As tweens start to spend more independent time with friends, those opinions can start to matter more to them. They may try to show off for their friends. Friends may encourage behaviors that go against what you want for your child. Parents must know who their tween is hanging out with and start having those conversations about peer pressure.

School Gets Harder

From ages 9 to 12, students are starting 4th grade and ending in 7th grade! They go from learning basic math facts to possibly pre-Algebra! There is SO much content taught in these years. Homework loads pick up—they may have more teachers if they switch classes. They may start at a new school building for middle school, depending on your district. That is a lot of change! It can be tough on tweens and parents alike.

The Tween Ugly

Puberty

Need I say more? Probably not, but I’m wordy, so I will.
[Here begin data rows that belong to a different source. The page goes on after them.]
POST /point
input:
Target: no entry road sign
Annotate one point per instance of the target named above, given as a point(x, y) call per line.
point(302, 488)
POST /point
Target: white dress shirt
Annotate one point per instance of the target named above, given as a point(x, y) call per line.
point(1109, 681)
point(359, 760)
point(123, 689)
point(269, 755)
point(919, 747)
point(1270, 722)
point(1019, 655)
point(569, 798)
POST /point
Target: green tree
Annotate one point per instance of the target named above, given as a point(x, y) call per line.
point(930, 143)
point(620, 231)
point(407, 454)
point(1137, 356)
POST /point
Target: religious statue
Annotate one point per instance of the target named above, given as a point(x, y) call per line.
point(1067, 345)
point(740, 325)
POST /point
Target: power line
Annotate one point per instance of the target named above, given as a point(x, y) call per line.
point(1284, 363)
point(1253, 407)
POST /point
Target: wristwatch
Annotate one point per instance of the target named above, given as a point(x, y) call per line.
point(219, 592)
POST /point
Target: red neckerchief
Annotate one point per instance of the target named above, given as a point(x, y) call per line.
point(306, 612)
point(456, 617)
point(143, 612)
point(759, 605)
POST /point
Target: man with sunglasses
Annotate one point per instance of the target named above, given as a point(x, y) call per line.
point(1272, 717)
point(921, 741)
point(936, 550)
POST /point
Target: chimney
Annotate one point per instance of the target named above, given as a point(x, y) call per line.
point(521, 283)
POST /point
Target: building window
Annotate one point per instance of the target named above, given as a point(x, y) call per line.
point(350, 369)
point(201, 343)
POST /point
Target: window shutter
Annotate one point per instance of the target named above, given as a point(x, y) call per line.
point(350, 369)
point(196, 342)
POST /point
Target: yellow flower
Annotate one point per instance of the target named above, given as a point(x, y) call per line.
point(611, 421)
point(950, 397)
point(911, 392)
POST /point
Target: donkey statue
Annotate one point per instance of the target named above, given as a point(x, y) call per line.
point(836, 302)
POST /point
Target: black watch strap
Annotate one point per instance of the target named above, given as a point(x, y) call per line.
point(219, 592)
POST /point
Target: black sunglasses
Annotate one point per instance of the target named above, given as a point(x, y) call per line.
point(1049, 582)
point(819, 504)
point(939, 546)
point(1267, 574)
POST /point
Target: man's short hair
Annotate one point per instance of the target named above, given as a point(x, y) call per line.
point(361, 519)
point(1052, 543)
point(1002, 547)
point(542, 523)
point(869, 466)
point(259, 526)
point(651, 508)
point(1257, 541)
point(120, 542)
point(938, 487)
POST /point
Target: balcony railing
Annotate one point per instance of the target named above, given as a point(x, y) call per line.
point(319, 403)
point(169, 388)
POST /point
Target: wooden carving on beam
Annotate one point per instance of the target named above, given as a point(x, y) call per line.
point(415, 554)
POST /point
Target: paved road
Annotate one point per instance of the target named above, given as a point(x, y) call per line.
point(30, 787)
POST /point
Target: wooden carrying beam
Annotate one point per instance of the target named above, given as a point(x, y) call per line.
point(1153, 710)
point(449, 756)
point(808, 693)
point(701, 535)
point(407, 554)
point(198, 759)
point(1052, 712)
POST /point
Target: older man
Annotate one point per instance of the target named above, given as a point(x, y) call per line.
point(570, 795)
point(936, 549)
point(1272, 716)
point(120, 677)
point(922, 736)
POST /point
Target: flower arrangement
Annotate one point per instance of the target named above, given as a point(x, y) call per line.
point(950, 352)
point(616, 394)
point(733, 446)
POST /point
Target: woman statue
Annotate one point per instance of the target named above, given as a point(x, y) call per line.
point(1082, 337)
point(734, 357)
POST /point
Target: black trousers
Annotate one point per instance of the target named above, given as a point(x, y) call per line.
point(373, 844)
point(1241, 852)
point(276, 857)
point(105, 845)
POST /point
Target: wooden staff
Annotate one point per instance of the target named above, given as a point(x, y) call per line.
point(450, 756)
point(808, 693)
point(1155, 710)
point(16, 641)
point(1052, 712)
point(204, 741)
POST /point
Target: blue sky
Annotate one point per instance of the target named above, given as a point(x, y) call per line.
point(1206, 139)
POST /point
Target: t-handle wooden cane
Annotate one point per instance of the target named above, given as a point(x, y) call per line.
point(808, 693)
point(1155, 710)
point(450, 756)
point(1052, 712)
We have all been through it and remember the various stages of awkwardness and feelings of weirdness. Tweens hit puberty at various points. Some are in full voice-dropping, growth-spurt-having by age 11; others will be desperately waiting for any sign of growth at 13. Each kid is different, making it tough as this age group constantly compares themselves to each other.

Technology

The tech that tweens have and use is probably the one thing that is most different from their parents’ tween years. Each family will handle this with what they think works best for their situation. No matter what the decision is, parents still have to remember that they are in charge of the technology and that tweens must be monitored. As a teacher/library media specialist, I encourage parents to learn about COPPA laws and understand that many of the apps and sites tweens use are really designed for age 13 and up.

Closer to Gone

Realizing your child has gone from being a “kid” to a “tween” is just one more step on the road to them being gone. All the clichés are true. They grow up so fast! You blink, and they’re in college! Going from little kidhood to tweenage years is one more stage of learning how to grow toward independence and leaving the proverbial nest. Yes, they will drive us crazy as they test limits, require rides everywhere, suffer through mood swings, and outgrow clothes and shoes faster than we can buy them. But they will amaze us with their emerging personalities and interests. They will make us laugh and cry and roll our eyes. And then they will astound us further by going from Tween to Teen.

2 COMMENTS

  1. Yes! Great perspective! Middle school was always my favorite age group to teach, too. I wait *in anticipation* for when my own children reach that age.